Essa retomada do tema ocorreu em um contexto de expressivo volume de consultas, denúncias e reclamações relacionadas a tais operações. Muitos casos resultaram na edição de atos declaratórios determinando a suspensão de atividades irregulares (stop orders) e na instauração de processos administrativos sancionadores. A Autarquia reforçou a necessidade de orientar o mercado sobre a distribuição e negociação de derivativos fora do ambiente organizado.

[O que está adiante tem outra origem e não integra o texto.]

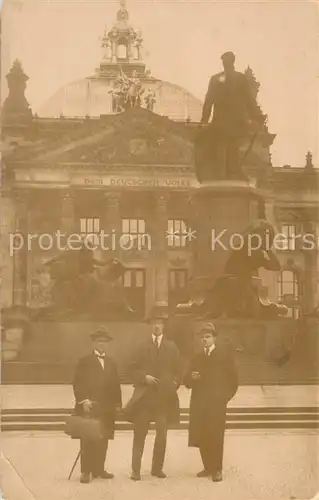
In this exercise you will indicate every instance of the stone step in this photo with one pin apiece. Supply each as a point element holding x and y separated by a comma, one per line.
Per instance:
<point>237,418</point>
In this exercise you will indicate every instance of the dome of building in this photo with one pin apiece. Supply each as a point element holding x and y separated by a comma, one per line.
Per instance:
<point>94,96</point>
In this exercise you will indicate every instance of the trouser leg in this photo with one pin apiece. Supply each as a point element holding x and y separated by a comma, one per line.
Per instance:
<point>160,443</point>
<point>206,453</point>
<point>87,456</point>
<point>140,432</point>
<point>218,442</point>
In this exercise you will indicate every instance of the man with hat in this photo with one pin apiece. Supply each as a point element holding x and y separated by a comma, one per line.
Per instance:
<point>235,109</point>
<point>212,377</point>
<point>97,394</point>
<point>156,372</point>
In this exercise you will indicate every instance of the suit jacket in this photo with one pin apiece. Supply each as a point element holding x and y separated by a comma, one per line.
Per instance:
<point>164,364</point>
<point>233,102</point>
<point>218,383</point>
<point>102,386</point>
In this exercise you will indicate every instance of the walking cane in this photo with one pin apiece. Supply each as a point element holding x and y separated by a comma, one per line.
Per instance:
<point>75,462</point>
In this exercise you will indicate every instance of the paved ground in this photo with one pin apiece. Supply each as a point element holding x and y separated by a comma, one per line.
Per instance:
<point>258,465</point>
<point>61,396</point>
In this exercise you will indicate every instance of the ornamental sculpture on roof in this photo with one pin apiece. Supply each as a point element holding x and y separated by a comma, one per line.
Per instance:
<point>128,93</point>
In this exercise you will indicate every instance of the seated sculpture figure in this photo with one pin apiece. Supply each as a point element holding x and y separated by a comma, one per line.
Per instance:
<point>234,294</point>
<point>83,284</point>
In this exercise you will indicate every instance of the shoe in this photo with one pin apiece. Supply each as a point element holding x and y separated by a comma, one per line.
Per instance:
<point>85,478</point>
<point>135,476</point>
<point>203,473</point>
<point>160,474</point>
<point>217,477</point>
<point>103,475</point>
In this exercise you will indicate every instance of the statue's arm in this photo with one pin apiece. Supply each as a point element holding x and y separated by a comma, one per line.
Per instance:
<point>209,101</point>
<point>251,103</point>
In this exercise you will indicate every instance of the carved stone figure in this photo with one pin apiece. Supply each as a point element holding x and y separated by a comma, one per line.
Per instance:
<point>126,93</point>
<point>150,100</point>
<point>234,294</point>
<point>235,112</point>
<point>83,284</point>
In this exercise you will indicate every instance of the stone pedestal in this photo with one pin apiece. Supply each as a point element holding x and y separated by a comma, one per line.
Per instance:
<point>15,319</point>
<point>224,210</point>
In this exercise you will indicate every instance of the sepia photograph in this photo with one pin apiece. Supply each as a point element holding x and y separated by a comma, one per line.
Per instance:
<point>159,250</point>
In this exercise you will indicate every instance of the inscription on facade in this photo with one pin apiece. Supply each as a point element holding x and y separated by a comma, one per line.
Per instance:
<point>124,182</point>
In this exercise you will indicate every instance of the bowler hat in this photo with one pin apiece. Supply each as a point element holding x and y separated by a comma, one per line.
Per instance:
<point>101,333</point>
<point>208,328</point>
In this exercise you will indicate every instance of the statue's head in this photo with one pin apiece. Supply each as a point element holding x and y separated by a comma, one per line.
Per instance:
<point>228,59</point>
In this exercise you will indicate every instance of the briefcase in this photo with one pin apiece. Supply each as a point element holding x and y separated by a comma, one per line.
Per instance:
<point>86,428</point>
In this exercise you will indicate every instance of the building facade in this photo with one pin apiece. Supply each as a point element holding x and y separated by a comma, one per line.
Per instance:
<point>83,167</point>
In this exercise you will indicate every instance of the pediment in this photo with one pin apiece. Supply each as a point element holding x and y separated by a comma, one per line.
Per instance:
<point>137,137</point>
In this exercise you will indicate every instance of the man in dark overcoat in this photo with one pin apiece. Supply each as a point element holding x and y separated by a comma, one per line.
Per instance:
<point>156,373</point>
<point>212,376</point>
<point>97,394</point>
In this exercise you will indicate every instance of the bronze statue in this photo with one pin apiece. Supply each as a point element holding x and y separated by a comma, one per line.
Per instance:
<point>235,113</point>
<point>126,93</point>
<point>234,294</point>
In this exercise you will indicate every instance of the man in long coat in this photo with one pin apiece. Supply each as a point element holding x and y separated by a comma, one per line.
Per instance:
<point>156,372</point>
<point>212,377</point>
<point>97,394</point>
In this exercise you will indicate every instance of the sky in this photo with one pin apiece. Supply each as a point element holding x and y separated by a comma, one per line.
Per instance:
<point>58,42</point>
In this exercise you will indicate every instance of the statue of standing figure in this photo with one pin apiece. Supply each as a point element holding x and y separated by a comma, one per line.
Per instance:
<point>235,114</point>
<point>126,93</point>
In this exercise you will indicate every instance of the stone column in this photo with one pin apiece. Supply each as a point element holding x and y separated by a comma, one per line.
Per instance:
<point>160,254</point>
<point>113,224</point>
<point>68,222</point>
<point>19,293</point>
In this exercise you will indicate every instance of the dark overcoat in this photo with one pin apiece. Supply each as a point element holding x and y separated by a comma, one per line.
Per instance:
<point>102,386</point>
<point>218,383</point>
<point>164,364</point>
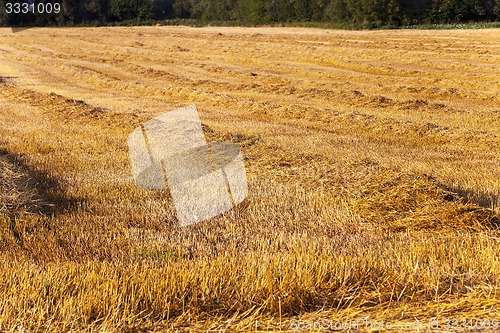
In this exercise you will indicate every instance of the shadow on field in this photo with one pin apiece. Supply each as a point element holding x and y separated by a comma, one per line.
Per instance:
<point>25,189</point>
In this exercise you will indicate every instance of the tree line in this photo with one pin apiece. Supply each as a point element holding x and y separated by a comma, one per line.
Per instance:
<point>367,13</point>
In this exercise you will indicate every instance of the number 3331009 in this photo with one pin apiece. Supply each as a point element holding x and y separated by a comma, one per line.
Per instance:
<point>26,7</point>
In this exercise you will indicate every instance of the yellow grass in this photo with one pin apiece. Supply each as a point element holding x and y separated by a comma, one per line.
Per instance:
<point>373,161</point>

O mercado de CFD e Forex é tipicamente eletrônico e os produtos normalmente oferecidos com o uso da internet. O cenário inclui também situações em que canais digitais vêm sendo utilizados para ofertar CFDs e Forex a investidores no Brasil, sem observância das exigências regulatórias aplicáveis. Nessas circunstâncias, há riscos não apenas para os investidores, mas também para todas as pessoas e entidades envolvidas na cadeia de distribuição ou negociação desses instrumentos.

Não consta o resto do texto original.